Project by Madeleine Bernstorff
Are there inviting, friendly (film)archives? Accessibility is being demanded from archives with increased vigor in the face of the seemingly infinite access suggested by the Internet. It is not always so easy to distinguish between conservative, conservational approaches to preservation, the neo-liberal economy’s exploitation of rights and resources and more favorable impulses linked to making connections and communal sharing. Moreover, the politically acknowledged practice being undertaken by public archives seeking to open up their contents is also subject to economic constraints, just as the specters of exclusive knowledge or fetishistic restoration still occasionally flit about in institutional garb.

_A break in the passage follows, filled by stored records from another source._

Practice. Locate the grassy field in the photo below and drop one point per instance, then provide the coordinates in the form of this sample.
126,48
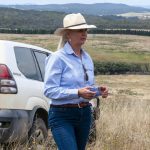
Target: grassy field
124,123
125,115
119,48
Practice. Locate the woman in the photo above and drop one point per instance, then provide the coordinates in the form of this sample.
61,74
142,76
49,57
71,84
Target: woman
69,84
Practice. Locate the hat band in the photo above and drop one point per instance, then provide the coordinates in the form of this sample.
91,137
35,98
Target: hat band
75,25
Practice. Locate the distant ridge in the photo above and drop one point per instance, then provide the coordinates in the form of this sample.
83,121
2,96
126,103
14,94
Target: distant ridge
89,9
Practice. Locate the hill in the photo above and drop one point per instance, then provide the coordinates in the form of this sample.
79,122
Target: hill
89,9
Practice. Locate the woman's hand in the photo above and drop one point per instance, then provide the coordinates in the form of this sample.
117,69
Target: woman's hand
104,91
86,93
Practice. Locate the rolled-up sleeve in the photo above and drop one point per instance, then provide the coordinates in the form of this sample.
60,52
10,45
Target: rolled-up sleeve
52,80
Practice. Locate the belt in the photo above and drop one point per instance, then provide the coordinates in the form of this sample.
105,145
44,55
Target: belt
79,105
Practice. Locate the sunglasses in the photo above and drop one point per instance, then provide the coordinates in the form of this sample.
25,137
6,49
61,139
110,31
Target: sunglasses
81,30
86,78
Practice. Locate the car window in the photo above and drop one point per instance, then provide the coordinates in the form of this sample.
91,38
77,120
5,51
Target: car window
26,63
41,56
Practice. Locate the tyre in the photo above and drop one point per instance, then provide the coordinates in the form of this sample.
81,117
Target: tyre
38,134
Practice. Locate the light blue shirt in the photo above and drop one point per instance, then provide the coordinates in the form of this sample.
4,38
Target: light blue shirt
64,75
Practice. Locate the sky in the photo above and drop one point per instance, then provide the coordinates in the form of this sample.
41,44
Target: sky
42,2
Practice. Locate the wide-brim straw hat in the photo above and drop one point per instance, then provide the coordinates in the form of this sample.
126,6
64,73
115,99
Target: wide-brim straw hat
73,22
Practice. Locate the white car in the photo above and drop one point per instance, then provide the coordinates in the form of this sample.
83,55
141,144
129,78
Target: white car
22,103
23,106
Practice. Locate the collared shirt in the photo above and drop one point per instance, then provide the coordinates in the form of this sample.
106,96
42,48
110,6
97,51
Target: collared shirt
64,75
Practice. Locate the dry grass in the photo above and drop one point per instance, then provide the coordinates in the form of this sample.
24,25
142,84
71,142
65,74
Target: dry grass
123,48
124,123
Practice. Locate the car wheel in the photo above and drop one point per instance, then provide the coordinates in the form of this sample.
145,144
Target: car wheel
38,133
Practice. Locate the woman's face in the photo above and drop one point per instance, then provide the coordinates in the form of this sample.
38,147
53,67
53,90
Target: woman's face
77,37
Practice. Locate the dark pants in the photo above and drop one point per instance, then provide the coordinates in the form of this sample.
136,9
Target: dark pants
70,127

After carrying out comprehensive research with my colleagues Brigitta Kuster and Sebastian Bodirsky in two central archives in the Maghreb (1), I am particularly interested in how a “decolonialization of hegemonic knowledge” might be set in motion as a cinematic anti-canon in transitory visual usage. It was no great coincidence we ended up at the archive of the Arsenal cinema both before and after our trips, where films relating to the focus of our interest had been collected in ways that continually surprised us. Several films have only survived here. As such, the only print of filmmaker Annie Tresgot’s film LES PASSAGERS (Algeria 1971), which she herself had long been in search of, can be found there, as can a rare print of Assia Djebar’s film LA ZERDA ET LES CHANTS DE L’OUBLI (Algeria 1978), which makes decolonializing use of archive images in the Maghreb.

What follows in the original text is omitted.